How Construction Loans Work in California (2026 Guide)
Real Estate Investing

How Construction Loans Work in California (2026 Guide)

Bernard EldibMay 2, 2026

If you are thinking about co-investing in a new-construction home in California — through Subworkit's real estate co-investment program or any other path — you need to understand how a construction loan actually works. The math is simpler than most lenders make it sound, but the structure of the loan is very different from a regular mortgage.

What is a Construction Loan?

A construction loan is a short-term loan (usually 12 to 18 months) used to fund the building of a new home. Unlike a mortgage, the lender does not give you the full amount up front. Instead, the loan is divided into draws that are released as the project hits milestones: foundation poured, framing complete, roof on, drywall, final.

You only pay interest on the amount that has been drawn — not the full loan principal. This is the single most important thing to understand. It is why construction-loan interest costs are usually far lower than people expect.

How Interest Is Calculated

The simplified formula:

Interest cost ≈ Total loan principal × Annual rate × (Months / 12) × Average utilization

Average utilization is the fraction of the loan that is drawn at any given time, averaged across the build. If the loan is fully drawn at month 1 and held to month 14, utilization is 100%. If the lender releases roughly equal draws across the build, the average utilization works out to around 50%.

Real Example

Take a 1,850 sqft single-family home in Oceanside, CA, built at $250 per square foot wholesale, with $70,000 in soft costs (permits, architecture, water meter, fire marshal):

  • Loan principal = $462,500 + $70,000 = $532,500
  • Rate = 10% annual (typical mid-2026 California construction-loan rate for an experienced GC)
  • Build period = 14 months
  • Average utilization = 50%

Interest = $532,500 × 0.10 × (14 / 12) × 0.50 = $31,063

That is the total interest cost over the entire build. Not per month — total. On a $1.15M project where the home sells for over a million dollars, $31k in interest is a very small line item.

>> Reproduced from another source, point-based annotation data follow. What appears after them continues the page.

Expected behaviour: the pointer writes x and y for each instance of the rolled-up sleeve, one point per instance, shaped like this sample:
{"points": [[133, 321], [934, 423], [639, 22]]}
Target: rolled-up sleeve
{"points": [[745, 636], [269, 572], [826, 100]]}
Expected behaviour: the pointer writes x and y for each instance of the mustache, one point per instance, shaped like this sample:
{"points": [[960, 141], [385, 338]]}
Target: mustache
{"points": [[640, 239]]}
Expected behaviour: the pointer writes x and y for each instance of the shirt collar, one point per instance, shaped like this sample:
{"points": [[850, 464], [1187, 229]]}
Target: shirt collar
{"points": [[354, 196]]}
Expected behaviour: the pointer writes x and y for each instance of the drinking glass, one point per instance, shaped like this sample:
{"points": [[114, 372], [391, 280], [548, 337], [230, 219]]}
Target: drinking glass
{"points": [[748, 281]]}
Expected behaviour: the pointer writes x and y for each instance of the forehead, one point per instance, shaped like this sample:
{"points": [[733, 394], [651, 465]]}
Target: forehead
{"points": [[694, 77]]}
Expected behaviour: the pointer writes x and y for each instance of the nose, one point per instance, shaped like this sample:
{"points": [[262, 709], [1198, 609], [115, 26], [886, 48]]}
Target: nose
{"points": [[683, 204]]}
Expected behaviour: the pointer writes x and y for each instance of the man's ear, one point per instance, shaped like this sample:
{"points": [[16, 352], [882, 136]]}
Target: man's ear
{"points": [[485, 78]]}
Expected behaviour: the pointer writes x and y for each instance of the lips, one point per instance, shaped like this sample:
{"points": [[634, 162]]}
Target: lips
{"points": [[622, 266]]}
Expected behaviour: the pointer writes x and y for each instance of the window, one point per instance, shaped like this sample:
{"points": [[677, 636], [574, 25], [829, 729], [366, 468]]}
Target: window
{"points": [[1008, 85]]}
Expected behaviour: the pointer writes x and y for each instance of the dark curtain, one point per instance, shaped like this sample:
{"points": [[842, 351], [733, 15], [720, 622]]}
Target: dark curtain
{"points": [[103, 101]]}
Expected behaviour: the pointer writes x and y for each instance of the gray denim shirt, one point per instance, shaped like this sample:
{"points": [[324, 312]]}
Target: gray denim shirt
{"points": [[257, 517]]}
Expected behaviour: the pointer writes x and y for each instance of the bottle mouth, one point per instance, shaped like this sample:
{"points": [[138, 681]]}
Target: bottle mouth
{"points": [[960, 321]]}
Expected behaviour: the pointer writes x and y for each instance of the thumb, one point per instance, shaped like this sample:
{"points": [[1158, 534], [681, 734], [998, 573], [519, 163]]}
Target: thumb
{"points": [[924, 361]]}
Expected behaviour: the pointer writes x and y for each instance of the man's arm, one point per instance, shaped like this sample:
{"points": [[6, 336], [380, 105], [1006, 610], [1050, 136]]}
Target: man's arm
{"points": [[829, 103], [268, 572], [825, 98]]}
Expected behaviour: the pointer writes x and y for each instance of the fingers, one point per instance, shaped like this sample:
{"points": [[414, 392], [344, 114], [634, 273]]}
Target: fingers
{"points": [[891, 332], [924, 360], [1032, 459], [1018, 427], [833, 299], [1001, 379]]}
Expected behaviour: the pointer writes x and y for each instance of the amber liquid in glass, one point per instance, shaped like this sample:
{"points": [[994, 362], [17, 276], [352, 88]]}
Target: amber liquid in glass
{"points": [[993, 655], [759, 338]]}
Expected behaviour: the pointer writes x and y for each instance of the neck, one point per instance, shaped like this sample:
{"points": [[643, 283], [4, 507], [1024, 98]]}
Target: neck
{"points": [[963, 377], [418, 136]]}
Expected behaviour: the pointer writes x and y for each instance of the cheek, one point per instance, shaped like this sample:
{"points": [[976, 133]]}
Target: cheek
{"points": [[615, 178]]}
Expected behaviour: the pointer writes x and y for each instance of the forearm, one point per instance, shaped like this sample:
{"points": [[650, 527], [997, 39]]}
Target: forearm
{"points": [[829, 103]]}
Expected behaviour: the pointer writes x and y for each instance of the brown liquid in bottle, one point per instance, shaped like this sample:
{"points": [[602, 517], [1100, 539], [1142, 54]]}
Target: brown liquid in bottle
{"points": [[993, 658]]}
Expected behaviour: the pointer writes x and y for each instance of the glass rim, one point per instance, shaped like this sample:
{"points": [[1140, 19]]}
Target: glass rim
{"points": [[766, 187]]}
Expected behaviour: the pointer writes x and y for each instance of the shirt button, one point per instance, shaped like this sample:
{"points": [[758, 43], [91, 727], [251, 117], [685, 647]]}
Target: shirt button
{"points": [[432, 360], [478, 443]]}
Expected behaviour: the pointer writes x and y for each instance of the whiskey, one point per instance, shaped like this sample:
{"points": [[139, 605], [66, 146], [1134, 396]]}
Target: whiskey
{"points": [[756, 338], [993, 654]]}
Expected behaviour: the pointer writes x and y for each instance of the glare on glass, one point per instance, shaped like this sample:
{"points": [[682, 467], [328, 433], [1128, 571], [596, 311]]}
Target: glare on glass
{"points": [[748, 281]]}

Why the Investor Does Not Sign on the Construction Loan

In Subworkit's co-investment structure, the investor takes title to the land and fronts the cash for permits — $245,000 total in the Oceanside example above. That is the investor's only cash outlay.

The construction loan is taken out against the land equity by Subworkit Contracting (CSLB License #945572). Subworkit handles all draw paperwork with the lender. The investor never writes a check to a subcontractor. The interest cost is part of the project basis and is subtracted before the 80/20 profit split.

What Could Go Wrong

Construction-loan rates can move during the build. If rates rise from 10% to 12% mid-project, your interest cost on the same example goes from $31k to $37k — about $6k difference. That is real but it is not a project-killer on a $1.15M sale.

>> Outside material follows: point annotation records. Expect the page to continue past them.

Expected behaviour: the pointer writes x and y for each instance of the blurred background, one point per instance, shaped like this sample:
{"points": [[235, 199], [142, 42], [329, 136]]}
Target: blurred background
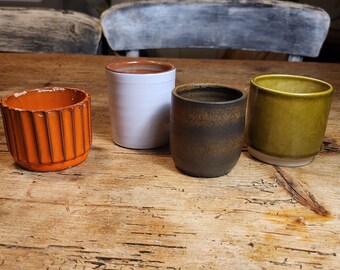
{"points": [[329, 53]]}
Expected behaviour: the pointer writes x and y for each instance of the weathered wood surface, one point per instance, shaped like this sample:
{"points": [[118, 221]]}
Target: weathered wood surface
{"points": [[48, 30], [126, 209], [262, 25]]}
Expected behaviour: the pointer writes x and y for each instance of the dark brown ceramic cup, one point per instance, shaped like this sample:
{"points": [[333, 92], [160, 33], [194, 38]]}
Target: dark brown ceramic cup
{"points": [[206, 128]]}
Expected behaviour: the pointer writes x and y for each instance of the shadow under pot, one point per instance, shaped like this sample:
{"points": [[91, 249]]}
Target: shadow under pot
{"points": [[48, 129], [206, 128]]}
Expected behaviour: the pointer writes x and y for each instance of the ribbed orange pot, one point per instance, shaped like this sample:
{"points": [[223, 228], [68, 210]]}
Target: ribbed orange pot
{"points": [[48, 129]]}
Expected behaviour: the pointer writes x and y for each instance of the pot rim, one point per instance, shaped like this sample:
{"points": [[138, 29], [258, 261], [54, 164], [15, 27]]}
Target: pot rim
{"points": [[202, 85], [169, 67], [4, 100], [325, 92]]}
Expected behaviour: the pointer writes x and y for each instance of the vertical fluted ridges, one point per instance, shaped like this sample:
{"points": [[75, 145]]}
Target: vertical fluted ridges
{"points": [[48, 140]]}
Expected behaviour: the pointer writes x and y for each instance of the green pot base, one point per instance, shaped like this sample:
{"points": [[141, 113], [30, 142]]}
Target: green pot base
{"points": [[286, 162]]}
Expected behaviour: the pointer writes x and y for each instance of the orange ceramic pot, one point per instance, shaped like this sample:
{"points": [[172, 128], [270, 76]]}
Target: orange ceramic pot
{"points": [[48, 129]]}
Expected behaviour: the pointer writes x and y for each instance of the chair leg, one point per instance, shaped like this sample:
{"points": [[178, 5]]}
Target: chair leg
{"points": [[295, 58]]}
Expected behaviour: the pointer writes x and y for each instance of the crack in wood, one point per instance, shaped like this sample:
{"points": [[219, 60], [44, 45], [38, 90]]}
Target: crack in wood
{"points": [[153, 245], [308, 251], [299, 192]]}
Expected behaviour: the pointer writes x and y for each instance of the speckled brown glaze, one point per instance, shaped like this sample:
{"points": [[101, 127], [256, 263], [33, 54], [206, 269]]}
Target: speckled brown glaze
{"points": [[206, 128], [48, 129]]}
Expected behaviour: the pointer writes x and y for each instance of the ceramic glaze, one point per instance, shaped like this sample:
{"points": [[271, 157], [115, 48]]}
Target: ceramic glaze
{"points": [[139, 102], [48, 129], [206, 128], [287, 118]]}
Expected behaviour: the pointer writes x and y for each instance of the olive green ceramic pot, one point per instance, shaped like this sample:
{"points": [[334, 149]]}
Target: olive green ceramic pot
{"points": [[206, 128], [286, 118]]}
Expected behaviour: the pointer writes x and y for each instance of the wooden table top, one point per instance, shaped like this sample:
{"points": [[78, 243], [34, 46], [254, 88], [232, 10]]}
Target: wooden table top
{"points": [[129, 209]]}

The bigger risks are permit delays (which extend the project timeline and stack up more interest) and cost overruns (subcontractor pricing volatility on lumber, copper, concrete). A licensed general contractor who has done this many times before is the single biggest mitigator of both risks.

Run Your Own Numbers

The Subworkit real estate investment calculator lets you adjust the loan rate, project months, and average utilization to see exactly how the construction-loan interest changes. Drop in your own numbers — the calculator updates instantly.

For more on the full investment structure including the 80/20 profit split, the 1% Realty rebate on land + sale, and the 10% wholesale construction discount, see our How to Invest in Real Estate Safely page.

Disclaimer

This article is informational only and does not constitute financial, legal, or tax advice. Always consult a California-licensed real estate attorney and a CPA before committing capital to any real estate development project.